Parlare di storie e luoghi del gruppo non può prescindere dall’interesse di chi scrive per il lavoro clinico e la ricerca teorica sulla terapia di gruppo. Poiché ritengo l’individuo ed il gruppo punti diversi di un continuum, la mia formazione e ricerca all’interno del pensiero e dell’ esperienza psicoanalitici sono procedute di pari passo a quelle all’ interno del pensiero e dell’esperienza gruppale, con reciproco arricchimento.
Fondamentali anelli di congiunzione fra questi due percorsi personali e professionali sono stati gli scritti di Foulkes all’interno della ricerca gruppoanalitica e di Bion nell’ambito di quella psicoanalitica e gruppale, e tutti gli scritti di quegli psicoanalisti che sono stati definiti i teorici delle relazioni oggettuali.
Ritengo valga la pena ricordare che il libro di Foulkes “Analisi terapeutica di gruppo” uscì nella traduzione italiana da Boringhieri nel 1967, prima dunque sia della traduzione di “Esperienze nei gruppi” di Bion (1971), sia degli scritti dei teorici delle relazioni oggettuali all’interno del pensiero psicoanalitico; questi ultimi cominciarono ad essere tradotti in Italia dall’inizio degli anni '70. Credo legittimo ipotizzare che l’ incontro con la traduzione del primo libro di Foulkes (in cui l’assunto costante è la natura sociale dell’individuo, considerato come risultante da molteplici interrelazioni) abbia facilitato gli psicoterapeuti italiani ad accogliere le successive traduzioni dei teorici delle relazioni oggettuali.
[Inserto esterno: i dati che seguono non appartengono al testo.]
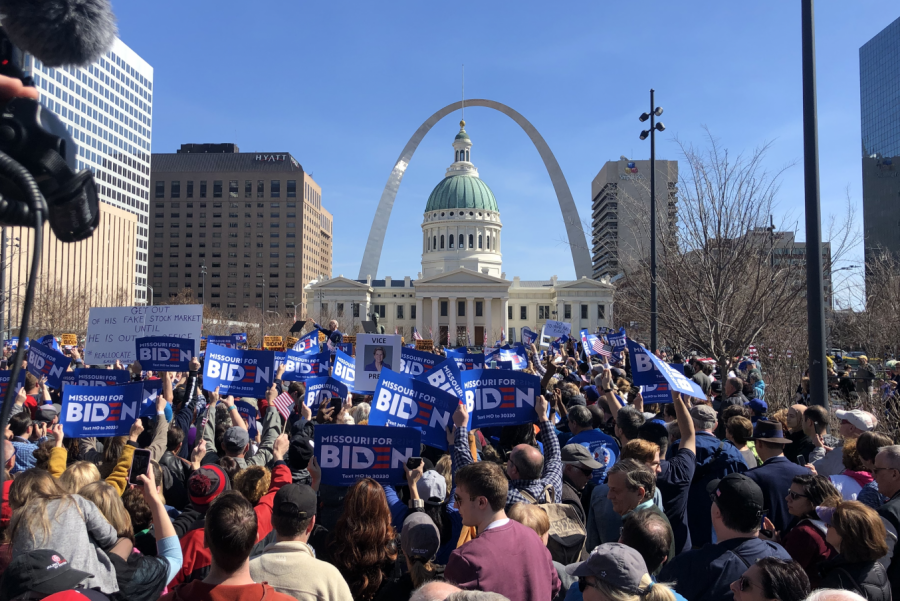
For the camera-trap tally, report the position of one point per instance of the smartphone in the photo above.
(140, 465)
E’ doveroso però aggiungere che non ho cercato verifica a questa ipotesi, che potrebbe essere una generalizzazione o anche una proiezione della mia personale esperienza.
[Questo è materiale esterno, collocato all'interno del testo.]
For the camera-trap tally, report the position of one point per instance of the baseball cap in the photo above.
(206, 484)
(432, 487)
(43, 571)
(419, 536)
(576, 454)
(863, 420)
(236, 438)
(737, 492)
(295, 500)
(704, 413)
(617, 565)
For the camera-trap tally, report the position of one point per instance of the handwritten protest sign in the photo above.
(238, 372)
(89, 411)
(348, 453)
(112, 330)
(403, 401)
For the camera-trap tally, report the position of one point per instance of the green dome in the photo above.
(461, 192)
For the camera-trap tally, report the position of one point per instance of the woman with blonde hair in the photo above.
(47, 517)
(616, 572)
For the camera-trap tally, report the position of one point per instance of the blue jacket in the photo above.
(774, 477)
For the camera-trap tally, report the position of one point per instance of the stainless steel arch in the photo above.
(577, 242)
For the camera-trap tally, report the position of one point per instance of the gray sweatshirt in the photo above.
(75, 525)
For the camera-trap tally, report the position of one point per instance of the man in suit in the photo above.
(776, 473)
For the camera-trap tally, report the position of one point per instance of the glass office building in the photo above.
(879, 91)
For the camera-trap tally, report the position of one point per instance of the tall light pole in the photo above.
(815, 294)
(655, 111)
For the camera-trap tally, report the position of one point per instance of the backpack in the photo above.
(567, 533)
La lettura nel 1970 del primo libro di Foulkes e nel '71 di quello di Bion e in seguito nel '73 di “E Zarathustra parlò ancora..” di Lopez, che fra l’ altro ebbe come suo docente all’istituto di psicoanalisi di Londra Foulkes medesimo, mi ha fatto avvicinare ai teorici delle relazioni oggettuali con grande interesse e disponibilità mentale e mi ha fatto accogliere con molto piacere e curiosità l’uscita in italiano nel 1976 del secondo libro di
Foulkes “La psicoterapia gruppoanalitica”.
Diversi lavori di terapeuti di gruppo, pur rivendicando la specificità del lavoro gruppale, sottolineano l’arricchimento che è derivato dalla conoscenza degli scritti di alcuni teorici della relazione di oggetto e della psicologia del Sé.
Mi pare inoltre lecito sostenere che l’affermarsi del paradigma relazionale anche all’interno del pensiero psicoanalitico è cronologicamente avvenuto in parallelo con il consolidarsi della terapia di gruppo in Italia e nel mondo.
Non credo che questo sia casuale, ma che evidenzi, quantomeno nell’ambito terapeutico, la consapevolezza della centralità delle relazioni per l’ essere umano e quindi anche l’importanza dei gruppi di appartenenza, da quello della famiglia di origine a quelli che via via si incontrano nel corso dell’esistenza.
A questo proposito voglio ricordare come sia stato per me importante, in ambito professionale, formarmi come analista individuale e di gruppo all’ interno del gruppo di allievi prima, e colleghi poi, della S.P.I.(Società di Psicoanalisi Italiana) e dell’A.P.G. e degli amici e colleghi che facevano e fanno capo alla rivista, ormai ventennale, de “gli argonauti”.
L’A.P.G. (Associazione di Psicoterapia di Gruppo), di cui sono divenuta nel tempo didatta e supervisore, nacque nel 1979 dall’istituzionalizzazione dello storico “gruppo dei gruppisti”, con la presidenza di Vanni.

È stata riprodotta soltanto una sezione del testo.